Occasionally, de Graaf’s intentions seem rhetorical or satirical. In the section dedicated to sustainability, he doubles down—if not triples down—on the sheer profusion of codes an architect must tiresomely navigate. He lists, to a dizzying degree, the number of different updates various green-building rating systems, like BREEAM and LEED, have undergone. De Graaf points out the multitude of indices for sustainable development, which make it difficult for architects to design original, beautiful buildings in different contexts. When he batters away at the sustainability rating systems, the effect is comic. He blithely waltzes through the proliferation of architectural awards, some established only to outflank others. Bespoke prizes have been created by companies to reel in specific practices, for dubious marketing purposes. Here, De Graaf’s commentary is wry as hell.

However, when the Dutch architect adopts a more analytical approach, the book soars beyond cathartic humor. When he addresses a particular place rather than a dictionary definition, his writing is far more compelling. The chapter dedicated to Vancouver and the etymology of “livability” is a superb analysis of the conditions in which 21st-century architecture operates. The architect deconstructs the neologism, recontextualizes it, and then drags it through recent history—illustrating not only the good done in its name, but the bad as well.
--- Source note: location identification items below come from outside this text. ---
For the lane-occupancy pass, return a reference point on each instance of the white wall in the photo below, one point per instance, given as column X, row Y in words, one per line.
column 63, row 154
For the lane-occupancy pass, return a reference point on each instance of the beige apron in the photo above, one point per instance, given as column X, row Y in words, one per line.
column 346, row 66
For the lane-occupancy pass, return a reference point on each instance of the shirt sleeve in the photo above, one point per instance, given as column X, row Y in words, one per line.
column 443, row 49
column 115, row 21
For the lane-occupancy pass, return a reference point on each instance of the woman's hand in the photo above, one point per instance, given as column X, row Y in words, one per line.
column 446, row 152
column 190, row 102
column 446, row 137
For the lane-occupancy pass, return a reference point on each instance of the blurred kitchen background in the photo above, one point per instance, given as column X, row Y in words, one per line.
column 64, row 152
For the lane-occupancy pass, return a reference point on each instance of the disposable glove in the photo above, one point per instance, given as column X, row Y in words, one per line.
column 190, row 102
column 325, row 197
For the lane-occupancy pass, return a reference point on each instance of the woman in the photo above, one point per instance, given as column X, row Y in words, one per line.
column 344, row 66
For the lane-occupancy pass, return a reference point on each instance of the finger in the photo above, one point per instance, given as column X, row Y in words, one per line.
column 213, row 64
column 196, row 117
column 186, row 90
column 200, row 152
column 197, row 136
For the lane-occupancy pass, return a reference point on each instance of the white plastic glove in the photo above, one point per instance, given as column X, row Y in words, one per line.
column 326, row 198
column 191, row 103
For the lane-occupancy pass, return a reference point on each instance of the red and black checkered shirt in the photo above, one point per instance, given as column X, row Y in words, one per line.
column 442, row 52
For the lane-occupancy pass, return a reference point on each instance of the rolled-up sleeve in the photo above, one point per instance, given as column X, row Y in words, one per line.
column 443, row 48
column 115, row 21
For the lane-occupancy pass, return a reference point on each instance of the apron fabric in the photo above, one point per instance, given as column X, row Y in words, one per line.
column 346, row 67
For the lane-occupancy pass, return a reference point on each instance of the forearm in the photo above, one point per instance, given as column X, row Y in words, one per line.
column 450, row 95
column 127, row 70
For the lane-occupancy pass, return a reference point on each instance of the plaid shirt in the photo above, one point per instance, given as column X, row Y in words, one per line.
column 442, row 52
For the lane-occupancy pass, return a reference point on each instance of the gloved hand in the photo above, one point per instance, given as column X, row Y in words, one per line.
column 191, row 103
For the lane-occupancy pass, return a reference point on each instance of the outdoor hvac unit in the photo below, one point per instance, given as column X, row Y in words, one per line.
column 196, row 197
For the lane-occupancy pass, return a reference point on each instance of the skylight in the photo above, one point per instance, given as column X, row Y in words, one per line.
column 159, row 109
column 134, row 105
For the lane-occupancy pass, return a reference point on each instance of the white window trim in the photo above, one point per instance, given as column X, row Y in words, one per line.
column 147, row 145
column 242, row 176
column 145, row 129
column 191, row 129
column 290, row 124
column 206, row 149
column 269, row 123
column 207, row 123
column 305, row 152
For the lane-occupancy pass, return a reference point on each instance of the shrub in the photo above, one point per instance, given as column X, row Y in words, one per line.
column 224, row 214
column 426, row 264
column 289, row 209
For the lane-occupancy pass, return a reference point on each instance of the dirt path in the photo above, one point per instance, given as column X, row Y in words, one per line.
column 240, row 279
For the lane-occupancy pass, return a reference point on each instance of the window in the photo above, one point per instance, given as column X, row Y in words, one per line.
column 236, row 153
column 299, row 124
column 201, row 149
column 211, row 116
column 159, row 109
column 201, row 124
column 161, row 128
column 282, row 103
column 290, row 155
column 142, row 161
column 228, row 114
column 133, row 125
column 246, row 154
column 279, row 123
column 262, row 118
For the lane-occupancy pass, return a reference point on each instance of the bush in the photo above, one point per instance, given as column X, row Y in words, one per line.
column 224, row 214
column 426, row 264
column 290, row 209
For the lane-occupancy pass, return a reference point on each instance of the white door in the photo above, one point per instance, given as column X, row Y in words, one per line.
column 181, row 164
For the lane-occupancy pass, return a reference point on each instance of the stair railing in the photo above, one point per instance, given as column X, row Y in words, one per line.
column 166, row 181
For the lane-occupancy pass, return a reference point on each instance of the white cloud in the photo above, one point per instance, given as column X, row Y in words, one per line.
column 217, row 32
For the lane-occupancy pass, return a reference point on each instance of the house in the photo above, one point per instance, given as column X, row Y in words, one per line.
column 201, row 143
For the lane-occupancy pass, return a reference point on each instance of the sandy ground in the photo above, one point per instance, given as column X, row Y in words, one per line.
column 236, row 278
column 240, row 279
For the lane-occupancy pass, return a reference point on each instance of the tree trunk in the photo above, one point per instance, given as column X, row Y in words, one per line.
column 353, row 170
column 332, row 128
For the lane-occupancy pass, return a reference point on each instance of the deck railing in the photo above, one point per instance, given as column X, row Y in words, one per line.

In the chapter on “beauty,” he nails better than anyone else why the British have such a hang-up on the word. Whereas other nations may deliberate and muse on the subject intellectually, and still others might introduce particular ideas of aesthetics by executive order, the British seem to believe that it is the role of mid-ranking bureaucrats to explain what beauty is to nominally independent architects.

It is one of the book’s recurring themes: how architecture can become constrained by codes or consultancy. The section on evidence-based design, in particular, should be compulsory reading for anyone operating under the misguided belief that architects are omnipotent figures who decree the shape and form of our built environment from on high. De Graaf may fall short of providing emphatic solutions, but no one is identifying the problems or suggesting potential exits from them as wittily or as intelligently as he is.

Why does he write? To get beyond the flak—to arrive at that strange condition, often considered a conceit, where architecture is autonomous. Long may his flights be long.